Spadafora había dedicado su vida a luchar contra regímenes autoritarios. Combatió en Guinea-Bissau, junto a Amílcar Cabral por la independencia africana, apoyó movimientos revolucionarios en Nicaragua y denunció con fuerza los abusos del narcotráfico y la corrupción que se entrelazan con la dictadura de Manuel Antonio Noriega. Su voz era incómoda, porque hablaba claro, sin miedo, y porque señalaba lo que muchos preferían callar.
El secuestro y asesinato de Spadafora, cuyo cuerpo apareció decapitado, estremeció a la sociedad panameña y a la comunidad internacional. Era un mensaje brutal: el poder no toleraba disidencias.

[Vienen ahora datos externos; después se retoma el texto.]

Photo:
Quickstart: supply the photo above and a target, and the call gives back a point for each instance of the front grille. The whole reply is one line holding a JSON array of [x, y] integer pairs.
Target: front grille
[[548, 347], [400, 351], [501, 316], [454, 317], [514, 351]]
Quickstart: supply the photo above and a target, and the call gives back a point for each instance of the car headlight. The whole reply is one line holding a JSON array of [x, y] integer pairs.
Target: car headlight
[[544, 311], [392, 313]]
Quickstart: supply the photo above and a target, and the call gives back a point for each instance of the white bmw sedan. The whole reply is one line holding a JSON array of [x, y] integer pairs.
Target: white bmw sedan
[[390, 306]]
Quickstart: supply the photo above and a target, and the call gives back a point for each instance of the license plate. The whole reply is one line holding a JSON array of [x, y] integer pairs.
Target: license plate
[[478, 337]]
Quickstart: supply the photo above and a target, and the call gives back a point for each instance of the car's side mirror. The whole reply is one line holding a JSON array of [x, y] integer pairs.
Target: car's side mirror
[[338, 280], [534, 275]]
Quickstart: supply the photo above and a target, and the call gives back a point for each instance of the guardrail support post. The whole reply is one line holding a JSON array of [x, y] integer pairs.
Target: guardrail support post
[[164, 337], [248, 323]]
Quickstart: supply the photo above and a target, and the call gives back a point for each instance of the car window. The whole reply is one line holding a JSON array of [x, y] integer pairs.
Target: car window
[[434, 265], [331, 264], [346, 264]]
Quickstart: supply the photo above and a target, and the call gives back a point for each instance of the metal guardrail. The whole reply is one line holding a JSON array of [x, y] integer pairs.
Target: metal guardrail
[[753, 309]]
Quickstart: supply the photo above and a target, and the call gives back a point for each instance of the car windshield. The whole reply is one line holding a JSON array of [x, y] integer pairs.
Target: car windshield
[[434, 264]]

El efecto fue el contrario. Su muerte se convirtió en símbolo de resistencia y en motor para quienes buscaban poner fin a la dictadura. A cuatro décadas de aquel crimen, la figura de Spadafora sigue siendo un referente ético. Su valentía, lejos de apagarse, se ha transformado en memoria colectiva. Recordarlo es también reconocer que la democracia se construye con sacrificios, y que el precio de la libertad en Panamá tuvo nombres y rostros concretos.
Hugo Spadafora no pudo ser silenciado del todo. Su vida y su trágico final continúan recordando que la verdad, aunque intenten cortarle la cabeza, siempre encuentra la manera de hablar.